© Reuters

Egypte: l’Europe, impuissante, en réunion de crise

Le Vif

Les ministres des Affaires étrangères européens se réunissent ce mercredi pour décider d’une position commune sur la crise égyptienne. Misant sur une improbable médiation, ils ne prendront aucune sanction.

Marquer le coup sans compromettre l’avenir: les ministres des Affaires étrangères des pays de l’Union européenne vont chercher mercredi, lors d’une réunion extraordinaire à Bruxelles, à envoyer un message ferme mais aussi constructif aux acteurs de la crise égyptienne.

L’Egypte est le seul sujet au menu de cette réunion, prévue de 13h00 à 16h00, qui a été organisée à la hâte en pleine trêve estivale pour réagir aux violences ayant fait plusieurs centaines de morts depuis une semaine.

Les ministres se prononceront sur « une série d’options » que leur présentera la chef de la diplomatie de l’UE, Catherine Ashton, très active sur le dossier égyptien depuis la destitution du président Mohamed Morsi le 3 juillet. Ils devraient ainsi débattre de l’opportunité de stopper ou suspendre une partie de l’aide financière que verse l’UE, ou de remettre en cause des accords dans le domaine de la défense et de la sécurité.

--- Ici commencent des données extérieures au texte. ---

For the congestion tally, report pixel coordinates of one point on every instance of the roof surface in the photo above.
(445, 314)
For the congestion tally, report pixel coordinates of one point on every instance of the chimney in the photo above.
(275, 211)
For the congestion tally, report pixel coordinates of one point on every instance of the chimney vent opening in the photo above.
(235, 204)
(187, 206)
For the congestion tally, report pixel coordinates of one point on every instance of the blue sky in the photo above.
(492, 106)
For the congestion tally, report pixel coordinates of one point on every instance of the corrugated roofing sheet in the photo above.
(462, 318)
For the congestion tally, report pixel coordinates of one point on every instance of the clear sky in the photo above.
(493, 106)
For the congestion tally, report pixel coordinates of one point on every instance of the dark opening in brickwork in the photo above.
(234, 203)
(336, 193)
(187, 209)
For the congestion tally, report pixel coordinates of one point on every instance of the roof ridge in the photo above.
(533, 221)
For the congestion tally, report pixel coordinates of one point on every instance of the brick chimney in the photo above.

Mais il semble exclu que la réunion débouche sur l’annonce de sanctions, comme l’UE en impose à l’Iran ou à la Corée du Nord, selon des sources diplomatiques. « A ce stade, nous n’avons pas discuté de sanctions », a indiqué Bernardino Leon, le représentant spécial de l’UE pour le sud de la Méditerranée, à l’issue d’une réunion préparatoire lundi. Certaines capitales souhaitent que l’UE signifie sa désapprobation de la répression en conditionnant le déboursement d’une partie de son aide au respect du rétablissement progressif de l’Etat de droit. Le chef de la diplomatie néerlandaise, Frans Timmermans, a ainsi préconisé d’appliquer le principe du « plus pour plus » (plus d’aide pour plus de démocratie).

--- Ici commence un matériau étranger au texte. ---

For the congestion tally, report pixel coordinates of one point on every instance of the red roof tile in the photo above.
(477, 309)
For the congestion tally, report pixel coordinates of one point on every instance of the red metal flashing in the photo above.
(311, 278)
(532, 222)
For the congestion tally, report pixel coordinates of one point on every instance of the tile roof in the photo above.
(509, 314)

A l’issue de leur réunion, les Européens vont surtout « envoyer un message politique à l’ensemble des parties égyptiennes », selon un diplomate. »Nous devons être constructifs. Nous sommes convaincus qu’une solution politique est toujours possible », a insisté lundi M. Leon, qui a effectué de nombreuses visites au Caire ces dernières semaines. Pour William Hague, le ministre britannique, « notre influence est peut-être limitée » mais « nous devons faire de notre mieux pour promouvoir les institutions démocratiques et le dialogue politique et garder foi dans la majorité des Égyptiens qui veulent simplement un pays stable et en paix ».

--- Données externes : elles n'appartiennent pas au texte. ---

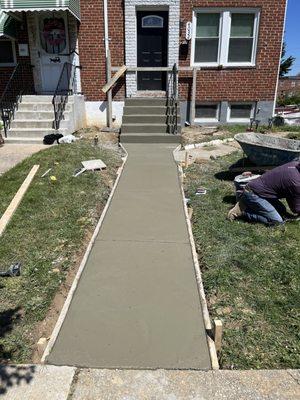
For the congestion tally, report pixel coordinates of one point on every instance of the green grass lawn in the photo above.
(251, 275)
(49, 231)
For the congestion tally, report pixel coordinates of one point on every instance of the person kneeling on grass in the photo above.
(260, 199)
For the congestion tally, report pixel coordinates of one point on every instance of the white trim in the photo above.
(13, 45)
(217, 119)
(224, 36)
(241, 120)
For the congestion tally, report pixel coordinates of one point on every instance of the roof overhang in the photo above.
(8, 26)
(42, 5)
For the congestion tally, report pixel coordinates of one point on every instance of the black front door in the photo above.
(152, 48)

L’Europe face à l’influence de l’Arabie saoudite

Les Européens cherchent ainsi à conserver un rôle de médiation entre l’armée et les Frères musulmans, salué notamment par des ONG comme International Crisis Group, en dépit d’un contexte rendu plus délicat par les critiques croissantes au Caire contre les Occidentaux et la presse étrangère. Mais leur influence, comme celle des Américains, est de plus en plus contestée par les pays fortunés de la région, en particulier l’Arabie Saoudite, qui soutient sans faille le nouveau pouvoir. Son chef de la diplomatie, le prince Saoud al-Fayçal, a d’ailleurs prévenu que « la nation arabe et islamique, avec les ressources dont elle dispose, n’hésitera pas à apporter son aide à l’Egypte » si les Occidentaux réduisaient leur soutien.

L’UE est traditionnellement l’un des principaux pourvoyeurs d’aide et le premier partenaire commercial de l’Egypte. En novembre 2012, elle a annoncé un vaste programme d’assistance de cinq milliards d’euros pour la période 2012-2014, destiné essentiellement à améliorer la vie quotidienne des Egyptiens. Plusieurs projets sont cependant gelés en raison de l’absence de progrès dans la démocratisation, selon une source européenne.

Sur le plan militaire, l’influence européenne est bien moindre, avec une aide annuelle de 140 millions d’euros, bien inférieure à celle des Etats-Unis. Quelques pays, comme l’Allemagne, ont décidé de geler leurs exportations d’armes. La ministre italienne des Affaires étrangères, Emma Bonino, a indiqué qu’elle proposerait mercredi que cette décision soit généralisée au niveau européen. « L’Italie a suspendu les fournitures d’armes depuis juin, bien avant le coup d’Etat. Nous nous battrons pour que les pays de l’UE adoptent la même mesure », a-t-elle déclaré au quotidien La Stampa.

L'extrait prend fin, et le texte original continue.